A gas field optimization model using linear programming (LP) was developed to maximize the cashflow of a multi pool gas field system. The model (OPTO) uses a production module and an economics module linked to an optimization routine. The two modules set up a series of linear equations which are then solved by a commercial LP package using the simplex algorithm, The model output is an annual production schedule which will maximize cashflow while considering the system's characteristics and constraints as well as product prices, fixed and variable operating costs, royalties and taxes.
Detailed derivation of the linear equations is described in an APPENDIX A.
The process of generating a production forecast for a gas field is well known in the oil and gas industry, Numerous computer program models to forecast gas production are widely available within the industry. These forecasting models may use decline analysis, use an analytical technique, or use a full nodal system of pools, pipeline network, production facilities, and contract demand.
The results of these existing models do not accurately represent the optimum operating strategy because they do not consider important parameters like operating costs, prices, royalties and taxes. As a result these models generate operating strategies which are often sub-optimal.
Optimizing the available resources is an important aspect when pipeline and processing flow constraints are present, and product prices and demand vary significantly. Resource optimization can be achieved by adjusting the operating strategy of a field until a desired objective (i.e. maximize net cashflow) is achieved. By defining an objective and constraints as a set of linear equations and solving these, an optimal forecast can be generated that maximizes the resources.
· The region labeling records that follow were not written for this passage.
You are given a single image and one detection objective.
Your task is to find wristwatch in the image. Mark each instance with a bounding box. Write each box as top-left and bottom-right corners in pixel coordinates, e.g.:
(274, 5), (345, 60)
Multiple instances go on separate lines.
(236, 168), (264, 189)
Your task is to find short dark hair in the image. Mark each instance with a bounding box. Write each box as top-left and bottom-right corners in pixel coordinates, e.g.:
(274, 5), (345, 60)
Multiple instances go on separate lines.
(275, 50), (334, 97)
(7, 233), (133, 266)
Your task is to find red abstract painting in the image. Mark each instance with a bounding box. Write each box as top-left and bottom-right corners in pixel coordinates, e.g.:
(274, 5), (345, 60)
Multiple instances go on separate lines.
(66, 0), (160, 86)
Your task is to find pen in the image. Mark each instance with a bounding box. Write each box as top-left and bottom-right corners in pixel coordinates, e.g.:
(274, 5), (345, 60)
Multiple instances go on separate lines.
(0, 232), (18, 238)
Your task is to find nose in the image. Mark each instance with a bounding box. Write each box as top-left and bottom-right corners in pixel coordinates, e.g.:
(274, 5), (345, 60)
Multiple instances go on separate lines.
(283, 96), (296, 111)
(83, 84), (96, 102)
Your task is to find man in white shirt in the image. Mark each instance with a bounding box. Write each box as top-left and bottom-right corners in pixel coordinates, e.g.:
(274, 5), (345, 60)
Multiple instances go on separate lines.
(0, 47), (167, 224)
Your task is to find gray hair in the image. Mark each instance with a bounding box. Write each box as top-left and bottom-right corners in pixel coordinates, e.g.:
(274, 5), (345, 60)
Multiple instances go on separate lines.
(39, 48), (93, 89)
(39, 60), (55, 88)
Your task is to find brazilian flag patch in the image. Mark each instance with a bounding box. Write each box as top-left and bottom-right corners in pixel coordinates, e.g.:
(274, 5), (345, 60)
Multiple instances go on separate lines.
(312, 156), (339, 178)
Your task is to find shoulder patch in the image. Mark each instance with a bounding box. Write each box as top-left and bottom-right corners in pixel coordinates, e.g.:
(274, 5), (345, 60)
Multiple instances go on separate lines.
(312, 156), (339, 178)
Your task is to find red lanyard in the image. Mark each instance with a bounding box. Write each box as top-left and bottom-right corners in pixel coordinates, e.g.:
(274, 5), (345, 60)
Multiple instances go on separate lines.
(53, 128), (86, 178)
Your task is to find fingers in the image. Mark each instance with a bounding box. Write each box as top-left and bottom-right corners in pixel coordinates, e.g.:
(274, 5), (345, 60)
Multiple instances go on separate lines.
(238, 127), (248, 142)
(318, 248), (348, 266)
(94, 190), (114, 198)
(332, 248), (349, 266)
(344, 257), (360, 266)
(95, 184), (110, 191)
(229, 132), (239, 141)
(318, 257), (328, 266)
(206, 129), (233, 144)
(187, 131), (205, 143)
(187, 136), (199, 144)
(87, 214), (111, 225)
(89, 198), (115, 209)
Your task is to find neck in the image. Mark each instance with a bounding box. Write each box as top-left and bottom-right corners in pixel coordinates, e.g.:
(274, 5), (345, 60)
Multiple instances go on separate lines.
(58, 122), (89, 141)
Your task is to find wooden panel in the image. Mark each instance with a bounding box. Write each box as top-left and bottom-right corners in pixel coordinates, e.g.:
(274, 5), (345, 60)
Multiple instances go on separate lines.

Linear programming (LP) is a mathematical technique to optimize a complex system of variables (i.e. pool production) when the system can be expressed as a series of linear (or approximately linear) equations.
A new model was developed which optimizes the available resources and considers the processing flow constraints. Included in the formulation of the model are: fixed operating costs, processing costs, royalties, and taxes. sing this model, critical constraints can be identified, and capital investments investigated to eliminate these constraints. Most importantly, the model can be used to determine a short- and long-term operating strategy to maximize net cashflow.
This paper describes the implementation of linear programming in the development of a new forecast model to optimize resources for a system of pools, field and central processing facilities, and multiple gas contracts. See FIGURE 1 for a generic system configuration. An example with results is included. The fullderivation of the LP equations are presented in the Appendices.
Generating a gas forecast for a system of gas pools with different gas contracts is not an easy task. Many factors must be considered: declining deliverability, varying product demand and prices, and limited facility capacities to process the products.
To simulate production from a multi-pool field, a forecasting procedure is typically developed whereby the pools produce at a constant rate for a fixed time (i.e. a year or a quarter of a year) after which the conditions of each pool is updated.